Muslimat NU Jateng kukuhkan 400 paralegal

Sabtu, 11 April 2026 16:55 WIB
Image Print
Ketua Umum Depan Pembina Muslimat NU Khofifah Indar Parawansa (empat kanan) bersama Ketua Pimlinan Pusat Muslimat NU Arifatul Choiri Fauzi (empat kiri) menghadiri inaugurasi Paralegal Muslimat NU Wilayah Jawa Tengah di Semarang, Sabtu. ANTARA/I.C. Senjaya

Semarang (ANTARA) - Sebanyak 400 anggota Muslimat Nahdlatul Ulama (NU) dari 32 kabupaten/ kota di Jawa Tengah dikukuhkan sebagai paralegal yang menjadi wujud nyata kehadiran organisasi tersebut di akar rumput

"Paralegal ini menunjukkan wajah lain dari kekuatan Muslimat NU," kata Ketua Pimpinan Pusat Muslimat NU Arifatul Choiri Fauzi saat inaugurasi Paralegal Muslimat NU Wilayah Jawa Tengah di Semarang, Sabtu.

Menurut dia, kehadiran nyata Muslimat di akar rumput melalui paralegal bukan hanya berperan di bidang hukum, namun juga sosial.

"Paralegal berperan bukan sematan soal hukum, tetapi juga sosial kemanusiaan, karena dijalankan dengan empati dan kearifan lokal," kata Menteri Pemberdayaan Perempuan dan Perlindungan Anak (PPPA) itu.

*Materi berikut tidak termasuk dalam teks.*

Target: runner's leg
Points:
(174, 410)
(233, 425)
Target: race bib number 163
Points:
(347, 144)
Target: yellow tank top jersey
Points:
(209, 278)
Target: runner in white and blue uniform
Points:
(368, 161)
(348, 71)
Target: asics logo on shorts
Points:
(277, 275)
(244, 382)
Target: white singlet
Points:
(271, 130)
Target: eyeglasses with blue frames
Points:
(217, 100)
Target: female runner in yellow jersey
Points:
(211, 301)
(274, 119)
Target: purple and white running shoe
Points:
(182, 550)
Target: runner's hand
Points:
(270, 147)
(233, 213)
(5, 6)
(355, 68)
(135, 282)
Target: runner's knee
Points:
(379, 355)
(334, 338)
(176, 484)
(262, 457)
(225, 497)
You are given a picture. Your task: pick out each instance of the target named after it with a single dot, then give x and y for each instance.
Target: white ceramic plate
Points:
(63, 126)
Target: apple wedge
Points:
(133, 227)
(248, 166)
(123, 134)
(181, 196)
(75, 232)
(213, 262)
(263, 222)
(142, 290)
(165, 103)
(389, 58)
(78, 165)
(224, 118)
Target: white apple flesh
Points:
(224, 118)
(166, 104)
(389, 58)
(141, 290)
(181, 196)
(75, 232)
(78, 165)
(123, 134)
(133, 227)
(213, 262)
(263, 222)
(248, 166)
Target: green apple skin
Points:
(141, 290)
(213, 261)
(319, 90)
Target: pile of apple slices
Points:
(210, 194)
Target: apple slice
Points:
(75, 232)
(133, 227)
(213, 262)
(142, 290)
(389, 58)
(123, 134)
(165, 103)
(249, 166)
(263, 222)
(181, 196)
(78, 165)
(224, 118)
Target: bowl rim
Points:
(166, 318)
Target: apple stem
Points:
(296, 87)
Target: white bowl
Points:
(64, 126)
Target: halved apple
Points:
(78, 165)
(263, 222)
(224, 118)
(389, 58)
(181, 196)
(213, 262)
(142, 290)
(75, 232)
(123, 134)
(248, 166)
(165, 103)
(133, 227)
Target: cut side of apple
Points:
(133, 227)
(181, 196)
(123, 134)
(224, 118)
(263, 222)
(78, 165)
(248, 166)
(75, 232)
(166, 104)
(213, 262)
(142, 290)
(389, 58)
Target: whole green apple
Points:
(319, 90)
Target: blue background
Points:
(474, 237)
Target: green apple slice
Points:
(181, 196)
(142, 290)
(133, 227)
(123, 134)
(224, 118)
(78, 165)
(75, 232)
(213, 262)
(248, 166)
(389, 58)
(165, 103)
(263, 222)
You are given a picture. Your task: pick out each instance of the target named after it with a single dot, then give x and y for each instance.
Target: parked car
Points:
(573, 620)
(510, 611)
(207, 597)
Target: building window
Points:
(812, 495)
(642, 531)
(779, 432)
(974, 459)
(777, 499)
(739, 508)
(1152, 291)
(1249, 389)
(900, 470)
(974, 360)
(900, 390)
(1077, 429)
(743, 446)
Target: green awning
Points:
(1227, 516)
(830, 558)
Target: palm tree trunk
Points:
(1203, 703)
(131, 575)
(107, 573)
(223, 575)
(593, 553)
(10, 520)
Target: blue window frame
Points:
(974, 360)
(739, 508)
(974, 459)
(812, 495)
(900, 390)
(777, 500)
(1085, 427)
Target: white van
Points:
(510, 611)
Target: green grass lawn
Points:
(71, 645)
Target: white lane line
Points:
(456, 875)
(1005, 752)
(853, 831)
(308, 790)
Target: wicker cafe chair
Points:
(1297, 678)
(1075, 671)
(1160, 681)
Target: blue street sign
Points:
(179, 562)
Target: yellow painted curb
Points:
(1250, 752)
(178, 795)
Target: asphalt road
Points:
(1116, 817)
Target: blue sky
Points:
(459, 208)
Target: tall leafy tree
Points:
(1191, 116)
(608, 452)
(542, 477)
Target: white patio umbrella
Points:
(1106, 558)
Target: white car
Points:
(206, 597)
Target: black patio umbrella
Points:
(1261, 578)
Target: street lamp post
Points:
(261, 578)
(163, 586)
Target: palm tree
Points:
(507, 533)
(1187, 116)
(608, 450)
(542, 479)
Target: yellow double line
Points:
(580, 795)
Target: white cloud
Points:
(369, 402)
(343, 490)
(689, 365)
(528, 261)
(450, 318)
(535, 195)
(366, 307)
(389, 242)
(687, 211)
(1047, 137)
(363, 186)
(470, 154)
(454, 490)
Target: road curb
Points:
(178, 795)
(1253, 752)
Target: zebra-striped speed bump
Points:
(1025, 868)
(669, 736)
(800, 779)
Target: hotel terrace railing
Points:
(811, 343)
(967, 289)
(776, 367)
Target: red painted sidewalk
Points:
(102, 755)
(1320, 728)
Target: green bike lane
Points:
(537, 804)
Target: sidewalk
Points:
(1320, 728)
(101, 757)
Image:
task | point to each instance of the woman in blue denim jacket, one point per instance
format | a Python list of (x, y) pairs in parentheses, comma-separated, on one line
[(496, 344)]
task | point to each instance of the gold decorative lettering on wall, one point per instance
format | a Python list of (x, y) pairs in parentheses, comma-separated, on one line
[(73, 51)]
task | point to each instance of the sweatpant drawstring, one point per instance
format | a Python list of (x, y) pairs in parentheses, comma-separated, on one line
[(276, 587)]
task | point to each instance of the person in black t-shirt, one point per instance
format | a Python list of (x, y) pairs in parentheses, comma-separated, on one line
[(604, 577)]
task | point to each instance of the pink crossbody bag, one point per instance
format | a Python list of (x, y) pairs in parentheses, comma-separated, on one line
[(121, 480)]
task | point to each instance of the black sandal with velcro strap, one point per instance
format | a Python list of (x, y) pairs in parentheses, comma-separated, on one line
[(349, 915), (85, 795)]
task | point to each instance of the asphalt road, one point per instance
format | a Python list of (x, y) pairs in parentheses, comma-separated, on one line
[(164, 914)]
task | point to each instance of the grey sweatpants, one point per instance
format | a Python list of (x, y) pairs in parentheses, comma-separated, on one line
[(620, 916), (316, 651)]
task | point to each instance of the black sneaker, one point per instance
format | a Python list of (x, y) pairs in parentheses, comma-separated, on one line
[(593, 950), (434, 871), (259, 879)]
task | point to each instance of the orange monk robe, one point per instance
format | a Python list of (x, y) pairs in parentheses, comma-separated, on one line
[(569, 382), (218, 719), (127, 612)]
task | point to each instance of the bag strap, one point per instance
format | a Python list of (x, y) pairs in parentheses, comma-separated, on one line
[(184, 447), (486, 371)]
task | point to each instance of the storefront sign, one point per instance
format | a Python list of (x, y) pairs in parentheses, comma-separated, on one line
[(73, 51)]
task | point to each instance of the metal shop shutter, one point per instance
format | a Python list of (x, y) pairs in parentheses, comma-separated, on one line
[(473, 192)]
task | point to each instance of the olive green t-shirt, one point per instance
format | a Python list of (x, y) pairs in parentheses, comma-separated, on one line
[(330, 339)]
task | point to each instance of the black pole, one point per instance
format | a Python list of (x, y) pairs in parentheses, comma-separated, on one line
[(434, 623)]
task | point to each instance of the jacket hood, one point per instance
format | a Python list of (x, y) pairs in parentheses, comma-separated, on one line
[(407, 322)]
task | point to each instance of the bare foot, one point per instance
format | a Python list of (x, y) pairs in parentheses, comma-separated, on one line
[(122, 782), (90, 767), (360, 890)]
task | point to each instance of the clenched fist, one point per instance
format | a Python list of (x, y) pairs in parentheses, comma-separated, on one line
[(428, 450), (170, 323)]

Ke depan, lanjut dia, Muslimat NU akan terus menghadapi tantang yang kompleks dengan tradisi dan kemandirian.

"Muslimat NU menjadi peneduh peradaban di tengah konflik, jadi pelopor perubahan yang membawa kemaslahatan," katanya.

Ketua Umum Depan Pembina Muslimat NU Khofifah Indar Parawansa (ANTARA/I.C. Senjaya)


Sementara Ketua Umum Dewan Pembina Muslimat NU Khofifah Indar Parawansa mengatakan para paralegal yang dikukuhkan tersebut harus siap untuk naik tingkat menjadi juri damai.

"Muslimat mempunyai struktur hingga tingkat ranting, sehingga penting untuk menjadi penyelesai masalah," katanya.

Dengan demikian, kata dia, Muslimat NU memiliki peran sebagai peneduh dan penyejuk peradaban, sekaligus sebagai juru damai.